Je m’occupe du dispatching chez des particuliers ou des entreprises avec lesquels je signe des prestations – renouvelables – pour 3 ans. Les terrains font entre 1000 m2 et plusieurs hectares comme sur des herbeux à l’arrière d’une usine par exemple. Je répartis les animaux en fonction de la hauteur de l’herbe, de la nature du terrain, de l’environnement escarpé ou non. Je n’arrive plus à satisfaire toutes les demandes. Il existe un véritable engouement pour l’écopâturage dans la région de Pau.

Quelles sont les raisons de cet engouement ?

Les gens découvrent que l’écopâturage, c’est à la fois la réduction de l’empreinte carbone, la diminution du volume des déchets verts, le retour de la biodiversité. Les vers de terre reviennent, les oiseaux aussi dans ce nouvel environnement. Et il s’avère que le crottin de brebis est aussi fertile que le crottin de cheval. Je reste toujours épaté par le cycle vertueux créé par cet animal rustique et grégaire de la vallée d’Ossau.

Que deviennent les brebis en hiver ?

Pendant 5 mois, les brebis et les ânes sont réunis dans une grange. J’assure la fourniture du foin, de l’herbe sèche voire des granulés puisque je ne fais pas de fromage. 

Comment est utilisé l’argent des prestations ?

J’assure le suivi sanitaire des animaux qu’il s’agisse de leur bien-être ou des vaccins obligatoires. J’ai une assurance contre les divagations éventuelles, les sorties des animaux de certains enclos. Le peu d’argent que l’association génère est réinvesti. Le but est aussi d’accompagner les éleveurs. Je leur achète du fromage et en fais la promotion auprès de ceux et celles qui accueillent les brebis.
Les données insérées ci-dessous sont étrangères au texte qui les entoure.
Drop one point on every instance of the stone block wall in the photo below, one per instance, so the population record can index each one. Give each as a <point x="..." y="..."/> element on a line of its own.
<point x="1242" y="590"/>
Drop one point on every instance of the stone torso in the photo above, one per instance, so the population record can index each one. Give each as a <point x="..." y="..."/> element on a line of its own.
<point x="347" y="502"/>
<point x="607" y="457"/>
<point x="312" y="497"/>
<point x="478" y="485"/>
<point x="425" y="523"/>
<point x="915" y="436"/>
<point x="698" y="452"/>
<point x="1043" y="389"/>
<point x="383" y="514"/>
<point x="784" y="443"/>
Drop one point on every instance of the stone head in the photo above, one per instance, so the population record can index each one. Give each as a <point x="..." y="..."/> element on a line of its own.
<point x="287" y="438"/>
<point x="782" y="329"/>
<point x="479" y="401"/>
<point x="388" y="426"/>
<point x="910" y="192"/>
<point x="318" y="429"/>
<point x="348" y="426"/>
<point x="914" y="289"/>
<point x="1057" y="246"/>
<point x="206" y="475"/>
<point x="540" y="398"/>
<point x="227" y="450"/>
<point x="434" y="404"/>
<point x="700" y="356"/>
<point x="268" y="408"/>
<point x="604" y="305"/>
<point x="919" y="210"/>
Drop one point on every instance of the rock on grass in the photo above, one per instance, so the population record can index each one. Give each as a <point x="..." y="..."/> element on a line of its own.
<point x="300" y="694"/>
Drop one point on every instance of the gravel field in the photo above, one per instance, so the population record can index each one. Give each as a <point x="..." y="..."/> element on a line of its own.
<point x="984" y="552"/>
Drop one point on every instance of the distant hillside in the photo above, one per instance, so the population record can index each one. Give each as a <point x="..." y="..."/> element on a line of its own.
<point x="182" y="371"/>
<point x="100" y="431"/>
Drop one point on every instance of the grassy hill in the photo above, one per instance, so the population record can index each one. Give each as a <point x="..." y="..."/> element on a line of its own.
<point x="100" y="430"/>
L’association Les Tondeuses sur pattes est reconnue d’intérêt général. Je peux donc fournir aux généreux donataires un reçu fiscal déductible des impôts à hauteur de 66% pour les particuliers et 60% pour les entreprises. 

Comptez-vous installer ailleurs d’autres Tondeuses sur pattes ?

L’extension pourrait se faire à moyen terme dans mon Béarn natal, mais également en région bordelaise. Un ami, dans un village non loin de Bordeaux, est intéressé pour dupliquer l’initiative. Je travaille aussi sur d’autres thématiques : la transformation du lait, l’exploitation du petit lait pour créer un cercle encore plus vertueux. 

Le parcours atypique de Jean-Marc Souverbie

Il a eu la chance de vivre de sa passion pour le rugby en étant joueur pro à la Section paloise (et une sélection dans le XV de France) pendant 14 ans. Puis, bénéficiaire d’une licence STAPS, il a travaillé comme prof d’EPS dans la région de Pau. Aujourd’hui, il est directeur commercial d’une société d’externalisation de paye créée avec l’un de ses amis. 

Les tondeuses sur pattes
Jean-Marc a défilé avec ses brebis sur les Champs-Élysées ©dr

Jean-Marc vit dans le Béarn et vit Béarn. On ne lui fera pas quitter ses Pyrénées, la vallée d’Ossau. Et il continue à se passionner pour le rugby. Depuis dix ans, il commente en direct tous les matchs  de la Section paloise sur Radio France Bleue Béarn.